The questioner had remembered a financial advisor say that selling was like buying, it was best to follow the cost averaging idea of selling a bit at a time.  For me personally this makes sense, as I am retired and am drawing down on one of my index funds while waiting until 70 to start taking Social Security.

However, the questioner noted that he had a $15 fee per transaction when selling.  The fees would severely cut into what he would receive so he was considering selling all at once.  This is the case of a financial advisor offering good information, but that information may not fit every investor, and I did not fully understand this particular investor’s situation.

My suggestion was to think of the case where one has $50,000 invested in MMM and is retired (no, I do not have that much in MMM).  Do they sell their entire stake at once?  Probably not.  Despite the fee, it will perhaps be more prudent to sell that $50,000 stake in stages. 

Turn things around and consider one who has a $3,000 position in MMM and is going to sell.  Because of the fees it would certainly make sense to just go ahead and sell the whole thing at once.  Selling it in (for instance) five stages would really hurt the investor as far as fees are concerned.

I have always followed what I call the 1% Rule, which is that no more than 1% of the total should be lost to fees.  If one has made purchases without cost and is looking at a $15 selling fee, the sale should be at least $1,500.  Obviously, if one needs the money or has realized that the company is a loser then that is a different situation, but I think that the 1% Rule is a fairly good general guideline.

This is also why I railed against the introduction of fees to many dividend reinvestment programs.  For the small investor these fees usually exceed 1% of the purchase and just kill the idea of plan participation.  Fortunately, at least in the U.S., there are numerous brokers who purchase without fee and automatically reinvest dividends.
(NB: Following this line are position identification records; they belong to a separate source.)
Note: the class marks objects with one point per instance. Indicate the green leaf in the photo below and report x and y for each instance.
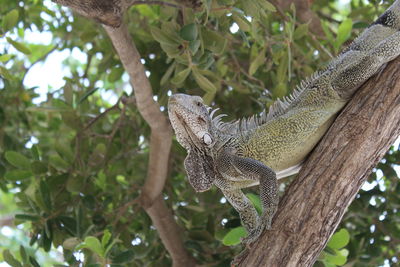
(5, 73)
(33, 262)
(71, 243)
(57, 162)
(255, 200)
(38, 167)
(300, 31)
(194, 46)
(168, 74)
(10, 20)
(243, 23)
(267, 5)
(203, 82)
(189, 32)
(17, 160)
(162, 37)
(257, 62)
(344, 32)
(124, 257)
(65, 151)
(19, 46)
(233, 236)
(87, 94)
(181, 76)
(93, 244)
(23, 254)
(9, 258)
(27, 217)
(115, 74)
(45, 193)
(106, 238)
(340, 239)
(16, 175)
(335, 259)
(5, 57)
(214, 41)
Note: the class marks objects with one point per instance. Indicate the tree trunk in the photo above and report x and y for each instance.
(315, 202)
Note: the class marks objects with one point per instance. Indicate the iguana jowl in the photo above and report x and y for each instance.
(236, 155)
The bottom line is that the perspective of the author of the article one is reading may not match that of the investor.  Looking at the titles offered at the top of this article, if one has a spare $10,000 lying around then perhaps some of the recommended companies would be a good match to purchase immediately.  Not many of us do, which is a reason I am writing this blog, which comes from the perspective of the small investor without monster resources.

Wrapping It Up (more shameless self-promotion)

When seeking advice on stock purchases, instead of blindly following the advice of a magazine or website article, it might be a reasonable idea to seek information from knowledgeable people who share your financial characteristics.  This is not to disparage the aforementioned articles, but to keep in mind that the audience they are writing for may be a group to which you are not a member.

The Dividend Investing Resource Center has message boards that are freely available to all and encompass U.S. and Canadian DRiPs and tax matters, share exchange, and a beginners section amongst other topics.  You will find other small investors who relate to your situation, as well as your long term investing outlook, and can bounce ideas off them.

Know yourself – understand your risk tolerance and purchase companies that match that level of risk.  Regardless of money, quality of life is diminished with worry and lack of sleep.

Know why you buy – if you understand why you are making a purchase then you will also understand when it is time to sell.  Without this knowledge you are prone to the winds of advice that may not match your intentions.

Understand where you can go to get proper advice.  If you are able to sit down with a knowledgeable person who understands your situation then that can be very helpful.  Otherwise, seek out like-minded people and move forward only after being assured that the decision makes sense for you and your specific situation.

If these are done then you may be able to fulfill the last of the Delphic maxims – Τελευτῶν ἄλυπος - On reaching the end be without sorrow.